Stevanin Giovanni, Montagna Giorgia, Azzedine Hamid, Valente Enza Maria, Durr Alexandra, Scarano Valentina, Bouslam Naima, Cassandrini Denise, Denora Paola S, Criscuolo Chiara, Belarbi Soraya, Orlacchio Antonio, Jonveaux Philippe, Silvestri Gabriella, Hernandez Anne Marie Ouvrad, De Michele Giuseppe, Tazir Meriem, Mariotti Caterina, Brockmann Knut, Malandrini Alessandro, van der Knapp Marjo S, Neri Marcella, Tonekaboni Hassan, Melone Mariarosa A B, Tessa Alessandra, Dotti M Teresa, Tosetti Michela, Pauri Flavia, Federico Antonio, Casali Carlo, Cruz Vitor T, Loureiro José L, Zara Federico, Forlani Sylvie, Bertini Enrico, Coutinho Paula, Filla Alessandro, Brice Alexis, Santorelli Filippo M

机构信息

INSERM U679, Salpetriere Hospital, 47 Boulevard de l'Hôpital, 75013 Paris, France.

出版信息

Neurogenetics. 2006 Jul;7(3):149-56. doi: 10.1007/s10048-006-0044-2. Epub 2006 May 13.

Abstract

We studied 20 Mediterranean families (40 patients) with autosomal recessive hereditary spastic paraplegia and thin corpus callosum (ARHSP-TCC, MIM 604360) to characterize their clinical and genetic features.

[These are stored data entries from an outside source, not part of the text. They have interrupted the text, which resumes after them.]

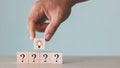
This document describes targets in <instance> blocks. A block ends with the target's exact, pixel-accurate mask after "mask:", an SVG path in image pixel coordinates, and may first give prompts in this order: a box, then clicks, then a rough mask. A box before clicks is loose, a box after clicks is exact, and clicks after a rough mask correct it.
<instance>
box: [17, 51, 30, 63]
mask: <svg viewBox="0 0 120 68" xmlns="http://www.w3.org/2000/svg"><path fill="white" fill-rule="evenodd" d="M28 59H29V58H28V52H17V63H28Z"/></svg>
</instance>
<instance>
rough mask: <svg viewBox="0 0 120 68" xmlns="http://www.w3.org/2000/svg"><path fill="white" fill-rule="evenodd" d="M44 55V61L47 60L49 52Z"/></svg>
mask: <svg viewBox="0 0 120 68" xmlns="http://www.w3.org/2000/svg"><path fill="white" fill-rule="evenodd" d="M43 57H45V60H44V62H46V59H47V57H48V55H47V54H44V55H43Z"/></svg>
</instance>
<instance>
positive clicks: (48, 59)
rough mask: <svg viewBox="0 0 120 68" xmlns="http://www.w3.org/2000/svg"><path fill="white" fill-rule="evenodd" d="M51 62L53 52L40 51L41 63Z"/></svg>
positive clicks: (40, 57)
mask: <svg viewBox="0 0 120 68" xmlns="http://www.w3.org/2000/svg"><path fill="white" fill-rule="evenodd" d="M49 63H51V54H50V53H48V52H43V53H40V64H49Z"/></svg>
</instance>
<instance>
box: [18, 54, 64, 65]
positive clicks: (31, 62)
mask: <svg viewBox="0 0 120 68" xmlns="http://www.w3.org/2000/svg"><path fill="white" fill-rule="evenodd" d="M62 58H63V54H62V53H58V52H17V63H29V64H62V62H63V59H62Z"/></svg>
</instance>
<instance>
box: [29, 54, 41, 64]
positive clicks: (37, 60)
mask: <svg viewBox="0 0 120 68" xmlns="http://www.w3.org/2000/svg"><path fill="white" fill-rule="evenodd" d="M39 59H40V57H39V52H29V64H34V63H39Z"/></svg>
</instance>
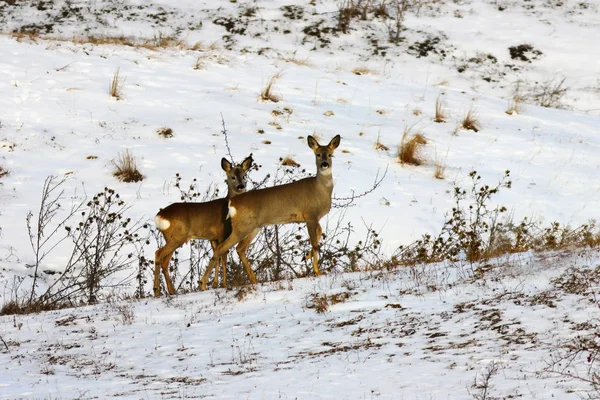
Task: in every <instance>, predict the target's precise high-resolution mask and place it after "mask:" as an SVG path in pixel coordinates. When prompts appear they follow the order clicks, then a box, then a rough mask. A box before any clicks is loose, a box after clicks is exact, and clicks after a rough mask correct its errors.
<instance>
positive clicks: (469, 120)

In six families (17 patients) of Algerian Italian, Moroccan, and Portuguese ancestry, we found data consistent with linkage to the SPG11 locus on chromosome 15q13-15, whereas, in four families (nine patients of Italian, French, and Portuguese ancestry) linkage to the SPG11 locus could firmly be excluded, reinforcing the notion that ARHSP-TCC is genetically heterogeneous. Patients from linked and unlinked families could not be distinguished on the basis of clinical features alone. In SPG11-linked kindred, haplotype reconstruction allowed significant refinement to 6 cM, of the minimal chromosomal interval, but analysis of two genes (MAP1A and SEMA6D) in this region did not identify causative mutations. Our findings suggest that ARHSP-TCC is the most frequent form of ARHSP in Mediterranean countries and that it is particularly frequent in Italy.

摘要

我们研究了20个患有常染色体隐性遗传性痉挛性截瘫和胼胝体变薄(ARHSP-TCC,MIM 604360)的地中海家庭(40名患者),以确定其临床和遗传特征。在6个具有阿尔及利亚、意大利、摩洛哥和葡萄牙血统的家庭(17名患者)中,我们发现的数据与15号染色体q13-15上的SPG11位点连锁一致,而在4个具有意大利、法国和葡萄牙血统的家庭(9名患者)中,可以明确排除与SPG11位点的连锁关系,这进一步证实了ARHSP-TCC在遗传上具有异质性的观点。仅根据临床特征无法区分来自连锁和非连锁家庭的患者。在与SPG11连锁的家族中,单倍型重建使最小染色体区间显著缩小至6厘摩,但对该区域的两个基因(MAP1A和SEMA6D)进行分析未发现致病突变。我们的研究结果表明,ARHSP-TCC是地中海国家中最常见的ARHSP类型,在意大利尤为常见。